When some of the first cryptocurrencies emerged, they seemed mysterious and possibly risky. Many dismissed these early cryptocurrencies as only for specific groups or types of people.
Over time, a couple of them began gaining traction outside their narrow groups. As these cryptocurrencies started to become popular, they also started gaining value. Fast. It began to beg questions from less tech-savvy people about starting a new cryptocurrency.
Here’s an overview of what it takes to start a cryptocurrency.
It starts with a block
Cryptocurrencies are made up of blockchains. Each block holds specific data and a link to the blocks before and after it. These blocks make up a chain.
Blockchains are incredibly secure.
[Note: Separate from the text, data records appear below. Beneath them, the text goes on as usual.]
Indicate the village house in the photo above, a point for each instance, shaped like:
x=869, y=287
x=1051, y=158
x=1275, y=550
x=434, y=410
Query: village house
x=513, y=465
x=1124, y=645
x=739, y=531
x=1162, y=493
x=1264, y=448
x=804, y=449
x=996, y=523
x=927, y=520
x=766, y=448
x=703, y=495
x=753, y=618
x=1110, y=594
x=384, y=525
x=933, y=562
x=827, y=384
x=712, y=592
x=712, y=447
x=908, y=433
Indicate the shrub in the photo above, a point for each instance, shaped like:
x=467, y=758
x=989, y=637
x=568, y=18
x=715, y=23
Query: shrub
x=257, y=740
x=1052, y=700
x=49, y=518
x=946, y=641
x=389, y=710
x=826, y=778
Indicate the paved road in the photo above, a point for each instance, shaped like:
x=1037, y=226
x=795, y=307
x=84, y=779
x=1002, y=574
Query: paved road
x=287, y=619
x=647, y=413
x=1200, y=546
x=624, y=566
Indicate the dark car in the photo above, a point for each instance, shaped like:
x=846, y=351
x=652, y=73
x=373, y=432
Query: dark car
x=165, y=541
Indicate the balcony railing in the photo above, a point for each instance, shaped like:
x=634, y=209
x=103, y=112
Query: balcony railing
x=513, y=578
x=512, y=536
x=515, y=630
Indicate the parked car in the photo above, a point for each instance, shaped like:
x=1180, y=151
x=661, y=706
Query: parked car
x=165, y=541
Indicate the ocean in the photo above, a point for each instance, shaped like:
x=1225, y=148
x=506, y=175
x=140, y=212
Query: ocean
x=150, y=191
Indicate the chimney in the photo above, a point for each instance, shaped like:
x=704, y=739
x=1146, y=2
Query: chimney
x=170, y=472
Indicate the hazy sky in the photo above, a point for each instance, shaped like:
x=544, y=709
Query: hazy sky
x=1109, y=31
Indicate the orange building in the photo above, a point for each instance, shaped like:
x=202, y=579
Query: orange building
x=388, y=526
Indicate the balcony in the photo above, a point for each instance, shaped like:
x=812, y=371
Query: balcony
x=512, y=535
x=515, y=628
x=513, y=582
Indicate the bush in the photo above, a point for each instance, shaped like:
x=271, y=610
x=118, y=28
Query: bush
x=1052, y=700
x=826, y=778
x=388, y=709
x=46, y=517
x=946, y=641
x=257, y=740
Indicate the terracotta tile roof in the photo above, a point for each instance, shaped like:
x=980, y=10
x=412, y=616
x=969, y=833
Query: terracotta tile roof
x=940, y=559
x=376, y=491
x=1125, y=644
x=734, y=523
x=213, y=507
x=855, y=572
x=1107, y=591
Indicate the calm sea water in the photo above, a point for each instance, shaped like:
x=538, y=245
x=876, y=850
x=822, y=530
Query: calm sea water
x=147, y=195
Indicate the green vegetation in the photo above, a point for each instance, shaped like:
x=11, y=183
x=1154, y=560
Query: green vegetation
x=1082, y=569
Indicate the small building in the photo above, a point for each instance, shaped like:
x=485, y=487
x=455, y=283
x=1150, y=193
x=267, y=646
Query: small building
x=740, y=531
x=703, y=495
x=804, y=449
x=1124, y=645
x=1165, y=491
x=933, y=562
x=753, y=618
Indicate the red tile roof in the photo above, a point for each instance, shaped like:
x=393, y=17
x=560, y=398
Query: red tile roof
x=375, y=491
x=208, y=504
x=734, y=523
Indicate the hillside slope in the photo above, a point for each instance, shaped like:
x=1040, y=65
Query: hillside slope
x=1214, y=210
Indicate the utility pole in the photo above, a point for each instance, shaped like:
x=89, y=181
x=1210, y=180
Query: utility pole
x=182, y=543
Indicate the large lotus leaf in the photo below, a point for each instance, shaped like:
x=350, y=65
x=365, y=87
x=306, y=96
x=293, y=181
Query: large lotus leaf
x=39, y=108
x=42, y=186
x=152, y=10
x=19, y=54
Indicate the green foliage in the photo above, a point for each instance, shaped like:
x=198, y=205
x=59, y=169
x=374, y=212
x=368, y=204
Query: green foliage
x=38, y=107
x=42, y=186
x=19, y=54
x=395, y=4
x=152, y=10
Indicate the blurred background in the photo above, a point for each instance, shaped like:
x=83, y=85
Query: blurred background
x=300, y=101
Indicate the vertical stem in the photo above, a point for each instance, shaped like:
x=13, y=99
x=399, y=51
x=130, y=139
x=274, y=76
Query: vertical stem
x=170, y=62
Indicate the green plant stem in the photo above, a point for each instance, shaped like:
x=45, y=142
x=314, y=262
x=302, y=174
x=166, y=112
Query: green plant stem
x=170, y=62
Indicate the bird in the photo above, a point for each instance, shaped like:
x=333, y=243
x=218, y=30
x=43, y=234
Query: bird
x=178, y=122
If someone tampers with one block, the whole chain will fail because the data no longer matches the neighboring blocks. Additionally, the block would show evidence of the change in data, so it would be obvious that someone tampered with the chain.
And it’s worth something?
Giving something arbitrary a monetary value is not new. The current (fiat) paper money system felt very abstract for people who were used to gold and silver coins.
Like paper currency, cryptocurrencies begin to have value when people can use them in exchange for goods and services. Once a cryptocurrency takes the step into being used, it starts to have value.
However, unlike the fiat system, there is no centralized bank to dictate the currency’s value. Instead, these highly volatile currencies directly link to the supply and demand of the currency.